At about 10 p.m. on March 19, the night before payday, Gigi’s Cafe cook Evan Remmel and his colleagues received an email from restaurant owner Kim Bartmann informing them they would not be receiving their paychecks.
The note came just days after restaurants were ordered to close dine-in service statewide, and Remmel and workers at Bartmann’s several Southwest Minneapolis establishments were counting on their earnings from the March 9 through March 15 pay period as their last definitive source of income heading into a period of great fragility and uncertainty.
“Not getting those hours terrified me,” Remmel said.

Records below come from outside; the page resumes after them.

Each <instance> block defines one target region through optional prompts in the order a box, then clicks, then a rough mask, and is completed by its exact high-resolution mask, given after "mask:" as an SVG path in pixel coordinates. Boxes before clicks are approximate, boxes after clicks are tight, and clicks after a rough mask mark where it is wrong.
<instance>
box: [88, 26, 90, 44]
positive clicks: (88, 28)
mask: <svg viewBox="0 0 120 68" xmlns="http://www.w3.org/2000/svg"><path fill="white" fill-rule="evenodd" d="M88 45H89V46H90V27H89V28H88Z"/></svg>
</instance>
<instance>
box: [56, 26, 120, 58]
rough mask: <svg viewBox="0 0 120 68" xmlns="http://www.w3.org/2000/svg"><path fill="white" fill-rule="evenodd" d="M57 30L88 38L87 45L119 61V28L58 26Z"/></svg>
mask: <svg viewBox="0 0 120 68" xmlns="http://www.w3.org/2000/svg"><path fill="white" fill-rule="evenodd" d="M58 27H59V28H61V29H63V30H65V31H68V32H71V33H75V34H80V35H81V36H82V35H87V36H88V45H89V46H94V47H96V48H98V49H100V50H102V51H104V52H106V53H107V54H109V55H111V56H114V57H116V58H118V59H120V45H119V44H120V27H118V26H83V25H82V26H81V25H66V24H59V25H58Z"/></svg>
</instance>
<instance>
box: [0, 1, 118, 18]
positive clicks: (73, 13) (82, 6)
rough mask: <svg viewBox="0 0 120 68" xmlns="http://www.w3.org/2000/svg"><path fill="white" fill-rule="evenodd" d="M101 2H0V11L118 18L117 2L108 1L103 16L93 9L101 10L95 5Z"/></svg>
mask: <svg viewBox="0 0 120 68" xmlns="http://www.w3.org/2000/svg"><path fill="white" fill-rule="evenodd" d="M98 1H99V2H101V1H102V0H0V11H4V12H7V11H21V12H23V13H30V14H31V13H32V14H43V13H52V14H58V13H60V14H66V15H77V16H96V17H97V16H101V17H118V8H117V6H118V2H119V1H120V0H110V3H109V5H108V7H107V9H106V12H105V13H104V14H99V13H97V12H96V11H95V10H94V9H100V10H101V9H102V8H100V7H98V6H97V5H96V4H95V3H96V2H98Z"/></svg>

It wasn’t until early May that Remmel and his Bartmann Group colleagues received their missing paychecks, he said, and some workers in the group say they are still missing wages or gratuities. Bartmann workers like Remmel are organizing while their restaurants are closed and demanding both damages for the hardship caused by the missed payments and improved labor conditions and benefits when they can come back. “What we are focusing on is ensuring that we have a voice in what it looks like to return to work,” said Naomi Hornstein, who works at Pat’s Tap.
Bartmann has built up a large restaurant business in Minneapolis, mainly concen- trated in Southwest, including Barbette and connected bar Trapeze in East Isles, Book Club in Armatage, Bread & Pickle at the Lake Harriet Pavilion, Gigi’s Cafe in South Uptown and Pat’s Tap in Lyndale. She also is the proprietor of Red Stag Supper Club in Northeast and Tiny Diner in South Minneapolis.
Bartmann has not responded to messages seeking comment on this story. Employees said she has not responded to their demands directly. She told the Star Tribune she couldn’t respond to worker’s demands because they hadn’t been brought to her directly.
Workers, organizing under the name One House United, detailed those demands in a letter to Bartmann. The employees want all earned wages, tips accrued, paid-time-off and sick and safe time benefits paid out immediately; a month’s worth of severance pay for any employees who leave the company; and a new structure to the workplace for employees who do return, including power in decision making and profit sharing. Workers are also entitled to damages under Minnesota law, the group says, citing a statute that imposes a penalty equal to average daily earnings for up to 15 days if an employer does not properly pay employees within 24 hours of receiving a served notice of unpaid wages.
“We’re giving Kim the opportunity to make right by that and give us a more empowering workplace,” Hornstein said.
Remmel and Hornstein joined several colleagues and members of advocacy group
Restaurant Opportunities Center for Minnesota (ROC) in a socially distanced protest outside of Barbette in Uptown, where Bartmann keeps her offices, on May 20 to directly deliver their demands. Donning masks and holding signs with slogans like “Local Organic Wage Theft,” the workers spread out to tell their stories over a megaphone as passing cars gave periodic honks of support. The group posted their letter of demands on the Barbette doors with a ROC petition that garnered more than 3,000 signatures demanding the company pay its employees.
Other issues had persisted at Bartmann restaurants before the crisis, workers said, including management vacancies causing others to have to complete extra tasks. Some employees, including Remmel, said they had not received proper overtime payments that had been earned by working more\ than 40 hours a week at multiple Bartmann Group establishments. Remmel got his start working at Bread & Pickle about six years ago and would occasionally cover shifts there last summer, in addition to work at Gigi’s Cafe, but hadn’t received required overtime payments because the restaurants operate under separate LLCs, a common form of wage theft the state and city are trying to eliminate. Bartmann acknowledged owing some overtime pay to the Star Tribune.
Bartmann group workers say they hope others in the industry will also try to make their voices heard.
On March 25, Attorney General Keith Ellison’s office sent a letter to Bartmann requesting copies of financial records related to withheld wages and gratuities.
“Minnesota workers and small-business owners are both having a tough time affording their lives right now, especially in the hospitality industry that is such an important part of Minnesota’s economy and culture. But even in this tough time, it’s still not legal to withhold wages that employees have earned,” Ellison said in a statement.
The Attorney General’s Office declined to comment further on the matter, citing an ongoing investigation.
Expanded unemployment benefits through the CARES Act have helped workers like Hornstein and Remmel stay stable during the crisis, but they know that some colleagues and others in the industry may not be eligible for those benefits due to immigration status or that payments may not be sufficient to cover expenses for those providing for larger families.
Of Bartmann’s restaurants, only Barbette has been open for takeout during the pandemic shutdown, and Bread & Pickle just opened for the season, so most of her employees have not been working during the closures. Whether her workers want to return is another matter.
“It will really depend on how management responds to our demands,” Remmel said.
Correction: A photo caption in this story misidentified the person who posted demand letter on the door of Barbette.